Toutefois, lors du processus de recherche, le contexte acquiert un rôle clé. Le contexte situationnel, le contexte culturel et, particulièrement, le contexte intertextuel constituent des éléments dont on a tenu compte lors du processus de traduction intersémiotique visant le transfert des contenus d’un document juridique verbal monomodal vers un format multimodal.

Le contexte situationnel offre des outils permettant de comprendre les détails qui empêchent le lecteur d’interpréter de manière excessive les contenus des illustrations du contrat. Par exemple, l’arrière-plan et les participants sont présentés de manière simple, la mise au point est nette et les couleurs sont claires. L’analyse révèle aussi que le contexte culturel englobant les symboles et les gestes employés dans le texte cible s’avère essentiel pour comprendre les sens exprimés dans le texte. Par contre, lors du processus de traduction d’un texte juridique, le droit, en tant qu’intertexte, se révèle incontournable. Le contrat en bande dessinée fait référence à la Sectoral Determination 13 du Basic Conditions of Employment qui s’avère l’assise de la lettre d’engagement (le texte source Letter of Appointment) dans laquelle des outils verbaux et visuels permettent de souligner le rôle primordial de celle-ci dans le texte.

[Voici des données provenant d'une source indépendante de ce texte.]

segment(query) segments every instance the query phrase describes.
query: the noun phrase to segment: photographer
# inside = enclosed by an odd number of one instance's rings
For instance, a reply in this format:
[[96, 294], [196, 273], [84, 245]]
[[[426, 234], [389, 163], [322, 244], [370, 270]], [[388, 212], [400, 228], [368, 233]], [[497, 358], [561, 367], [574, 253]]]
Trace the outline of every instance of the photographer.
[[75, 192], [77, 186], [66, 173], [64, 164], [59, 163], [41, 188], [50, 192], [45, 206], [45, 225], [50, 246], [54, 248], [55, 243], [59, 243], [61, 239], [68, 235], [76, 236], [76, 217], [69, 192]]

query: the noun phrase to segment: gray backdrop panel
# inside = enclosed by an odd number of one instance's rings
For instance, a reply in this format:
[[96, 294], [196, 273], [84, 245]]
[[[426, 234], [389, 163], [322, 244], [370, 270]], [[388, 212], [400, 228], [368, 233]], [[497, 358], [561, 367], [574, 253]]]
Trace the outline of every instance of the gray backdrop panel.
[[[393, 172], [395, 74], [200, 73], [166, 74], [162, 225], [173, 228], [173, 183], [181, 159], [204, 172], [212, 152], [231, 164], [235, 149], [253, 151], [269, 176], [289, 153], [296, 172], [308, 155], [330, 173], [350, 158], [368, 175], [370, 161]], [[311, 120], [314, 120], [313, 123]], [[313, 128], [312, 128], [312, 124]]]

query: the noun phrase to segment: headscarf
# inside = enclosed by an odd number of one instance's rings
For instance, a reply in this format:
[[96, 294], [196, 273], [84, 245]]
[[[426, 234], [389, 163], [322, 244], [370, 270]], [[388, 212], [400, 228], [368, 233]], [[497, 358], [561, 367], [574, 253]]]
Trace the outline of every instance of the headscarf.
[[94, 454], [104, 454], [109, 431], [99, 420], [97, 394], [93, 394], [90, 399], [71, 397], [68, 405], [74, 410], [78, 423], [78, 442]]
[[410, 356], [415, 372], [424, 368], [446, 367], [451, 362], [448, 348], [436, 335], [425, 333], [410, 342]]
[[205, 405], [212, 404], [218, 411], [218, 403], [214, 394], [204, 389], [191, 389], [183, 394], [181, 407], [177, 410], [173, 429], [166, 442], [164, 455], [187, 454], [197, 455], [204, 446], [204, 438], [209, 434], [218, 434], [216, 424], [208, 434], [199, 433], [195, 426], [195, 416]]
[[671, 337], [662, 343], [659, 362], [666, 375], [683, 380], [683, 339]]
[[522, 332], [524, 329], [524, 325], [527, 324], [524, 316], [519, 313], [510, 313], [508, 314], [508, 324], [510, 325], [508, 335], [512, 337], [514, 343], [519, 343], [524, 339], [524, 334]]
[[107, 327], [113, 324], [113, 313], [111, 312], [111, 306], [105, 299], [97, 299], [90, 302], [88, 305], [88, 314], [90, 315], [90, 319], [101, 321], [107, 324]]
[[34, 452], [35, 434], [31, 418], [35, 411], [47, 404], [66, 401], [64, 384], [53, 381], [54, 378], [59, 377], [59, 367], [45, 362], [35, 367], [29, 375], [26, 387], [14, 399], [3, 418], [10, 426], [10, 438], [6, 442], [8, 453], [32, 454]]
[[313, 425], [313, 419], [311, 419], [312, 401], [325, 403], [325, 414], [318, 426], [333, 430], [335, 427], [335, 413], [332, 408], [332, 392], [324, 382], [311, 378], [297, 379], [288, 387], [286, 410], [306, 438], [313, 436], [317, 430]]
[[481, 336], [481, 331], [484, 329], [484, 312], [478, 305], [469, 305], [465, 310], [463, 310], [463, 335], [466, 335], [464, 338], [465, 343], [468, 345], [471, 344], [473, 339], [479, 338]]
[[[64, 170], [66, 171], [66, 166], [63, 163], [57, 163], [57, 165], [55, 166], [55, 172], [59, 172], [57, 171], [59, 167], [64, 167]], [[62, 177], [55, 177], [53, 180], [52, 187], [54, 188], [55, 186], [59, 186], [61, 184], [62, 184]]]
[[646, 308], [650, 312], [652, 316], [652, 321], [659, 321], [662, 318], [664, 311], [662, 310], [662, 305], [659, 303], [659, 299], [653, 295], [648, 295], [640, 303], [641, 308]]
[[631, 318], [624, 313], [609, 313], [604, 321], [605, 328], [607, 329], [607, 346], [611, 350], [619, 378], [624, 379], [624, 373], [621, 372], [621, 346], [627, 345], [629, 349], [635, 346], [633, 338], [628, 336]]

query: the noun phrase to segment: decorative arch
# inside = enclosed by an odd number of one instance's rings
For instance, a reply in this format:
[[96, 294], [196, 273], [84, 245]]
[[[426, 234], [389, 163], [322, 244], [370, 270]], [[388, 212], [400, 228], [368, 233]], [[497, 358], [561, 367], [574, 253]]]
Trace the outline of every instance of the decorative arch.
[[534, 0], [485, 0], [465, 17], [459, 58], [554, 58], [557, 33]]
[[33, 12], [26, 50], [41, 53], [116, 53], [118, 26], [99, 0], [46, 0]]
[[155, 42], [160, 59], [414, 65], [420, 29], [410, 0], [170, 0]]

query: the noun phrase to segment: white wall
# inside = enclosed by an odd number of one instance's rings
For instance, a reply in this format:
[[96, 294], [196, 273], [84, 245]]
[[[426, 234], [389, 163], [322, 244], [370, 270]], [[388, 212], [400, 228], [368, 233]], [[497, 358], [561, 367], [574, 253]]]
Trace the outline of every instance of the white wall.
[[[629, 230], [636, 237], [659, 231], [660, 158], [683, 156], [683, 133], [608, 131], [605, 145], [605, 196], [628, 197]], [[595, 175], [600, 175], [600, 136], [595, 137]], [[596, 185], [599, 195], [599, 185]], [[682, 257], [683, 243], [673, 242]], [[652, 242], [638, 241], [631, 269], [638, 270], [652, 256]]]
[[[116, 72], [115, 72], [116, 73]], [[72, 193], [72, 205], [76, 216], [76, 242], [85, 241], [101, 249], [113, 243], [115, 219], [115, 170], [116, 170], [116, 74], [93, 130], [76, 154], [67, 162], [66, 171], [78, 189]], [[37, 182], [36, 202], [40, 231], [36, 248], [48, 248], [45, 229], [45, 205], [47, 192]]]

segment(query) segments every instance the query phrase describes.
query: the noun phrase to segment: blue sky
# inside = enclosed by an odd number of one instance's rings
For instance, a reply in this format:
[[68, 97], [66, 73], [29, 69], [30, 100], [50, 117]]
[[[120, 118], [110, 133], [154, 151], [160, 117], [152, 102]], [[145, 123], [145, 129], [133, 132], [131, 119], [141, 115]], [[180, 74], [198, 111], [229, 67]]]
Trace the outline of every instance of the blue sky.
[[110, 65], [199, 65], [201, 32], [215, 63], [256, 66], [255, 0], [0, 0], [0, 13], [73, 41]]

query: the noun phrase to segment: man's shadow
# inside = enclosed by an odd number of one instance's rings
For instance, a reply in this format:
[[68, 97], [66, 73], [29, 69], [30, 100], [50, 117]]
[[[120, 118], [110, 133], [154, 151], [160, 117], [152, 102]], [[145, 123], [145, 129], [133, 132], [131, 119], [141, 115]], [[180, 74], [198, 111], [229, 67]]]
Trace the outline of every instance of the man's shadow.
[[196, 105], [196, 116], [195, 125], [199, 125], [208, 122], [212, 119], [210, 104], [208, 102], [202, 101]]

L’objectif principal de cet article était d’analyser les moyens qui sont mis en oeuvre pour s’assurer que les informations présentées dans le contrat de style bande dessinée répondent de manière satisfaisante aux besoins des lecteurs. Lorsqu’on convertit un texte écrit en un format multimodal, il s’avère crucial que l’équipe de traduction possède des connaissances sur le sujet en question (le droit du travail) de même qu’une ouverture culturelle. La connaissance des éléments principaux des intertextes, en l’occurrence la Sectoral Determination 13, est importante, car l’artiste a besoin de ces informations pour décider de l’ordre des cases lors de la composition des planches et de la mise en page. Si les contenus essentiels du droit du travail sont absents ou exprimés de manière floue, cela risque de générer de l’incertitude et de déconcerter les parties signataires.

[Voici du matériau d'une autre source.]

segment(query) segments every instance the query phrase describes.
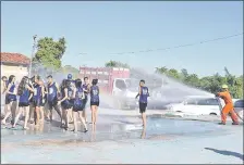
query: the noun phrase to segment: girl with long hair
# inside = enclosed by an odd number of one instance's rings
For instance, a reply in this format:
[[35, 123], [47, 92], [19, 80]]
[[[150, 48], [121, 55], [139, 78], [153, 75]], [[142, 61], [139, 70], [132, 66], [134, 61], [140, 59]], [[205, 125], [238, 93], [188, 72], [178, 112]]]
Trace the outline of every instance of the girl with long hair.
[[61, 85], [61, 94], [62, 99], [58, 102], [61, 104], [62, 107], [62, 115], [64, 120], [64, 129], [69, 128], [70, 116], [69, 112], [72, 111], [72, 97], [73, 97], [73, 89], [70, 87], [71, 81], [68, 79], [63, 79]]
[[34, 94], [33, 94], [33, 103], [35, 106], [34, 122], [35, 125], [39, 125], [39, 112], [41, 106], [41, 99], [44, 93], [44, 82], [40, 80], [40, 76], [36, 75], [34, 77]]
[[17, 96], [20, 96], [19, 100], [19, 112], [15, 117], [15, 122], [13, 124], [13, 127], [16, 126], [16, 123], [19, 122], [19, 118], [23, 111], [25, 112], [25, 123], [23, 126], [23, 129], [28, 129], [27, 123], [28, 123], [28, 116], [29, 116], [29, 100], [32, 98], [32, 93], [34, 92], [33, 86], [28, 82], [28, 77], [24, 76], [17, 87]]
[[73, 92], [73, 98], [74, 98], [74, 104], [73, 104], [73, 119], [74, 119], [74, 131], [77, 131], [77, 116], [82, 120], [83, 126], [85, 127], [85, 132], [87, 131], [87, 125], [85, 122], [85, 118], [83, 117], [83, 111], [84, 111], [84, 91], [83, 91], [83, 86], [82, 86], [82, 80], [76, 79], [75, 80], [75, 88]]
[[41, 102], [40, 102], [40, 120], [44, 122], [45, 118], [45, 114], [44, 114], [44, 107], [47, 103], [47, 88], [42, 85], [41, 86], [42, 90], [41, 90]]
[[91, 110], [91, 123], [93, 130], [96, 129], [97, 110], [99, 106], [99, 87], [97, 86], [98, 79], [93, 79], [90, 87], [90, 110]]
[[88, 93], [89, 93], [89, 79], [88, 79], [88, 77], [84, 77], [83, 91], [84, 91], [84, 94], [85, 94], [85, 98], [83, 99], [83, 117], [85, 118], [85, 122], [87, 123], [86, 103], [88, 102]]
[[15, 86], [15, 76], [11, 75], [9, 77], [7, 90], [5, 90], [5, 104], [7, 104], [7, 113], [4, 118], [2, 119], [2, 124], [5, 125], [5, 119], [12, 114], [11, 124], [13, 126], [16, 111], [16, 86]]

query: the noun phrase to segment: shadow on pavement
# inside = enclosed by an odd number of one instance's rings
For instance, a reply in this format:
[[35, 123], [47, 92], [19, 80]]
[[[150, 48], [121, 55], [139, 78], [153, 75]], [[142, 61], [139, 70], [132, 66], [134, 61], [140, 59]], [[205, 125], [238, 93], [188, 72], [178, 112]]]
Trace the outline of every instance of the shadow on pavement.
[[232, 151], [227, 151], [227, 150], [217, 150], [217, 149], [212, 149], [212, 148], [205, 148], [205, 150], [210, 150], [213, 151], [216, 153], [222, 154], [222, 155], [228, 155], [228, 156], [234, 156], [237, 158], [241, 158], [244, 161], [244, 155], [237, 152], [232, 152]]

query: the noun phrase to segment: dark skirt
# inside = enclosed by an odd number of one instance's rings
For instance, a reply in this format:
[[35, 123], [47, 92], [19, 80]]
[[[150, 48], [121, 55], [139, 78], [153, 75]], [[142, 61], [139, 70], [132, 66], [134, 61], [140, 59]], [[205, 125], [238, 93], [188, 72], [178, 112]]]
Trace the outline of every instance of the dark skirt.
[[91, 106], [91, 105], [99, 106], [99, 102], [93, 102], [93, 101], [90, 101], [90, 106]]
[[19, 107], [26, 107], [28, 105], [29, 105], [28, 102], [19, 102]]

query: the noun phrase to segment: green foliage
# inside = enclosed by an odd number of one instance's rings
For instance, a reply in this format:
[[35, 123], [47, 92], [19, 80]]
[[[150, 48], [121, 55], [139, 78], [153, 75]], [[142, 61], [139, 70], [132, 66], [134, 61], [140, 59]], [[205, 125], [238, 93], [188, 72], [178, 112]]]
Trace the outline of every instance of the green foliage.
[[58, 41], [50, 37], [40, 38], [37, 41], [37, 52], [33, 62], [53, 69], [60, 68], [61, 59], [66, 49], [65, 43], [64, 38], [60, 38]]
[[199, 88], [211, 93], [216, 93], [221, 90], [221, 86], [227, 84], [233, 98], [243, 98], [243, 75], [235, 77], [230, 74], [227, 67], [224, 67], [225, 75], [221, 76], [218, 73], [212, 76], [206, 76], [199, 78], [196, 74], [188, 74], [185, 68], [179, 73], [174, 68], [156, 67], [156, 73], [163, 74], [174, 79], [178, 79], [188, 86]]
[[74, 79], [77, 78], [80, 74], [80, 71], [71, 65], [63, 66], [61, 72], [64, 74], [72, 74]]

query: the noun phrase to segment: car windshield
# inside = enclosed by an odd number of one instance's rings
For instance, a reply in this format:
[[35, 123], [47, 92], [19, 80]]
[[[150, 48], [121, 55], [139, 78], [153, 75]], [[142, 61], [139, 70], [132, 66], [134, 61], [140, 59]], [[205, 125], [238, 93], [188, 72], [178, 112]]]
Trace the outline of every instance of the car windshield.
[[235, 101], [234, 107], [244, 107], [244, 100]]

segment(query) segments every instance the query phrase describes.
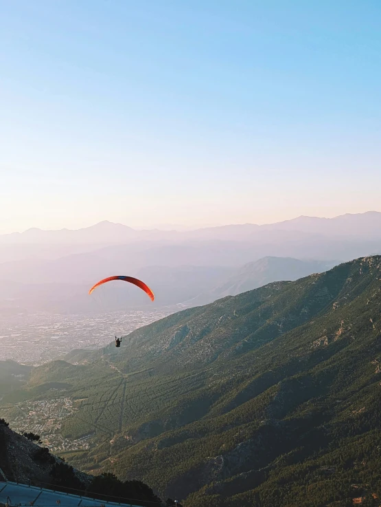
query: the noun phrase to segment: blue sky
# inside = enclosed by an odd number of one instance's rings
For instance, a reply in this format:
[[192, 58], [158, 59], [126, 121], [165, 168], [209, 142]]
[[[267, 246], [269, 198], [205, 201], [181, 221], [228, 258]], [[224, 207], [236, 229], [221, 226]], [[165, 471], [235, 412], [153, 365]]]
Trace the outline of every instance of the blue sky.
[[0, 232], [381, 211], [378, 0], [0, 9]]

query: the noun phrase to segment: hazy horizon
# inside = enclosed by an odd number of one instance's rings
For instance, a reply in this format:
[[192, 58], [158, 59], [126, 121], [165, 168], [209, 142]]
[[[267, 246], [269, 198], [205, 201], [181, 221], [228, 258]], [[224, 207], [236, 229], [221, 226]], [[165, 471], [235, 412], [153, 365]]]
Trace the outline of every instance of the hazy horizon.
[[1, 6], [2, 233], [381, 209], [376, 3]]
[[154, 224], [151, 225], [146, 225], [146, 226], [134, 226], [133, 224], [126, 224], [126, 223], [122, 223], [122, 222], [113, 222], [111, 220], [108, 220], [106, 219], [100, 220], [100, 222], [92, 222], [89, 223], [88, 225], [85, 225], [83, 227], [77, 227], [71, 228], [67, 226], [64, 226], [62, 228], [48, 228], [45, 229], [40, 227], [38, 227], [36, 226], [33, 226], [32, 227], [30, 227], [27, 229], [22, 229], [19, 230], [9, 230], [6, 232], [3, 232], [1, 230], [0, 230], [0, 235], [10, 235], [10, 234], [14, 234], [14, 233], [26, 233], [29, 230], [33, 230], [34, 229], [38, 229], [40, 230], [43, 230], [44, 232], [49, 232], [49, 231], [60, 231], [60, 230], [80, 230], [81, 229], [84, 228], [88, 228], [90, 227], [94, 227], [95, 226], [100, 225], [101, 224], [104, 223], [109, 223], [113, 224], [115, 225], [122, 225], [126, 227], [129, 227], [131, 229], [134, 229], [135, 230], [154, 230], [157, 229], [159, 230], [162, 231], [170, 231], [170, 230], [176, 230], [176, 231], [190, 231], [190, 230], [196, 230], [197, 229], [202, 229], [202, 228], [214, 228], [214, 227], [223, 227], [224, 226], [240, 226], [240, 225], [257, 225], [257, 226], [266, 226], [266, 225], [274, 225], [276, 224], [281, 224], [284, 222], [289, 222], [295, 220], [296, 219], [299, 218], [312, 218], [312, 219], [334, 219], [334, 218], [339, 218], [340, 217], [344, 217], [345, 215], [364, 215], [366, 214], [371, 214], [371, 213], [381, 213], [381, 208], [380, 211], [372, 209], [372, 210], [367, 210], [365, 211], [358, 213], [344, 213], [343, 214], [340, 215], [334, 215], [333, 216], [316, 216], [316, 215], [298, 215], [297, 216], [292, 216], [290, 218], [285, 218], [281, 220], [275, 220], [273, 222], [227, 222], [224, 224], [222, 223], [216, 223], [216, 224], [193, 224], [193, 225], [185, 225], [183, 224]]

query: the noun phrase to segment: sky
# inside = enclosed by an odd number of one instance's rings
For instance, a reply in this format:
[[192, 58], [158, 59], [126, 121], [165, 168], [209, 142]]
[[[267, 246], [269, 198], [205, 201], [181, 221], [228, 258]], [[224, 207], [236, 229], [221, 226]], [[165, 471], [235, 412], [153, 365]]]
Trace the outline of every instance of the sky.
[[0, 233], [381, 211], [380, 0], [0, 12]]

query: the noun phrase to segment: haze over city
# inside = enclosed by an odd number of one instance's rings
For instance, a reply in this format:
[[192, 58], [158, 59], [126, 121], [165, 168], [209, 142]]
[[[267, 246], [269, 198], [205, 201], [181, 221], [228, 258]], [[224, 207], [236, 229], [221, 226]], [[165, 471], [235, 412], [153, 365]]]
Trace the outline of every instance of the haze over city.
[[380, 507], [380, 27], [0, 0], [0, 507]]

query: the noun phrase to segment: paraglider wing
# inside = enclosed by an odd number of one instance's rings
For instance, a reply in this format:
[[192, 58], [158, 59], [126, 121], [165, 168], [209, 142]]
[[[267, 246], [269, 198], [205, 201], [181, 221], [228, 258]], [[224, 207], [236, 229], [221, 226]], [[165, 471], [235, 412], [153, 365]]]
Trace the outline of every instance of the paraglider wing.
[[153, 301], [154, 299], [154, 295], [152, 291], [150, 289], [148, 285], [146, 285], [143, 281], [141, 281], [141, 280], [138, 280], [137, 278], [133, 278], [132, 277], [108, 277], [108, 278], [104, 278], [103, 280], [100, 280], [100, 281], [98, 281], [97, 283], [95, 283], [95, 285], [93, 285], [93, 287], [90, 289], [89, 291], [89, 294], [91, 294], [93, 291], [94, 291], [97, 287], [99, 287], [100, 285], [103, 285], [103, 283], [106, 283], [108, 281], [112, 281], [113, 280], [123, 280], [124, 281], [128, 281], [130, 283], [133, 283], [134, 285], [137, 285], [137, 287], [139, 287], [140, 289], [143, 290], [146, 294], [148, 294], [148, 296], [151, 298], [151, 300]]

Après tout, l’objectif principal du contrat en bande dessinée est d’offrir un document juridique de remplacement pour les lecteurs analphabètes ou ne possédant pas les compétences nécessaires à la compréhension de la langue du contrat. L’analyse révèle que le résultat du processus de traduction consiste en un document juridique clair, compréhensible, sans ambiguïtés – et donc accessible – qui permet aux lecteurs du texte cible de comprendre leurs droits et obligations en tant qu’employés.